My friends who knew al-Halabi’s work, who knew his optimism and his care for children in Gaza, wept when they heard of his release. Like me, these friends have rejoiced when Israeli hostages return home. Each Israeli is precious, made in the image of God, and so is each Palestinian. Their names and stories matter to me and to all of us who work toward an Israel and a Palestine free of occupation, violence, and endless war.

I invite you to know and remember, as an act of compassion and humanization, the names of Palestinians who suffer under Israel’s repression. Remember Ahmad Salaymeh, a 14-year-old boy arrested for throwing stones at an illegal Israeli settlement in East Jerusalem. Remember Said Maarouf, a 57-year-old pediatrician who was detained at Al-Ahli Baptist Hospital and then starved and beaten in prison. Remember Diala Ayesh, a human rights lawyer who was arrested at a checkpoint and then assaulted and strip-searched in administrative detention.

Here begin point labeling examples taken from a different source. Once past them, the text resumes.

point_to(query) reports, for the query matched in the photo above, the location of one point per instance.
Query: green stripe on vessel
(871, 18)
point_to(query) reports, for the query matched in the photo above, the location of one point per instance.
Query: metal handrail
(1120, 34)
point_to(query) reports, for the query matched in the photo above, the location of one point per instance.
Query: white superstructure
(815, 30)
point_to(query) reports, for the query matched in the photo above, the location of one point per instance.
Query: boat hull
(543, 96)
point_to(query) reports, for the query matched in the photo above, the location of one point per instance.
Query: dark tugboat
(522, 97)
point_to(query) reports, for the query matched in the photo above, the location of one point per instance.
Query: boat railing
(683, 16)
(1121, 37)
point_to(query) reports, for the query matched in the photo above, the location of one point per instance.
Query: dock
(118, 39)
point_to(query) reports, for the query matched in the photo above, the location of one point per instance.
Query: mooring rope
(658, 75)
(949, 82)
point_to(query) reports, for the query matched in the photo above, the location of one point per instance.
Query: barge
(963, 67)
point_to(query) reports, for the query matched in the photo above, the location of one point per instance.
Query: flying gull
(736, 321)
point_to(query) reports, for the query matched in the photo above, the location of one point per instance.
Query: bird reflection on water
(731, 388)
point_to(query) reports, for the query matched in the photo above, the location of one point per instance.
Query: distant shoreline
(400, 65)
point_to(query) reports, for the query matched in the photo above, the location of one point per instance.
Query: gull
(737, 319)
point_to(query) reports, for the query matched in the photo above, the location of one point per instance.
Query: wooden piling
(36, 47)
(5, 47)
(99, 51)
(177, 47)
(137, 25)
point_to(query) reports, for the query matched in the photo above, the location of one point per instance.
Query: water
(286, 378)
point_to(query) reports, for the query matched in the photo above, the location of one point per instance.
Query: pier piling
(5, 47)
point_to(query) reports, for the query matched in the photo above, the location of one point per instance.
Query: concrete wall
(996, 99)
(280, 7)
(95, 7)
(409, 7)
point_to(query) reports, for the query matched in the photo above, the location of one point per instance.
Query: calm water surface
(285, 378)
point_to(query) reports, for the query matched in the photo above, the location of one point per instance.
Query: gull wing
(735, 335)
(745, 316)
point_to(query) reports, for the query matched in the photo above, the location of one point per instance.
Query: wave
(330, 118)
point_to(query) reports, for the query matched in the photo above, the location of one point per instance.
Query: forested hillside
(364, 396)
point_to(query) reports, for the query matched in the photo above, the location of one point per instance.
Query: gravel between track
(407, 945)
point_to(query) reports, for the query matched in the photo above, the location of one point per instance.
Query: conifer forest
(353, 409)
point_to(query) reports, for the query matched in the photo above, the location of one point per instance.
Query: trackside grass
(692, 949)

Media narratives shape how we see the world; they help determine who we judge and who receives our empathy and advocacy. Looking away from the vast suffering of Palestinian people legitimizes their dispossession and dehumanization. The media’s silence about this suffering is a choice—one our humanity and our hope for peace cannot afford.

Melissa Florer-Bixler

Melissa Florer-Bixler is pastor of Raleigh Mennonite Church in North Carolina and author of How to Have an Enemy and Fire by Night.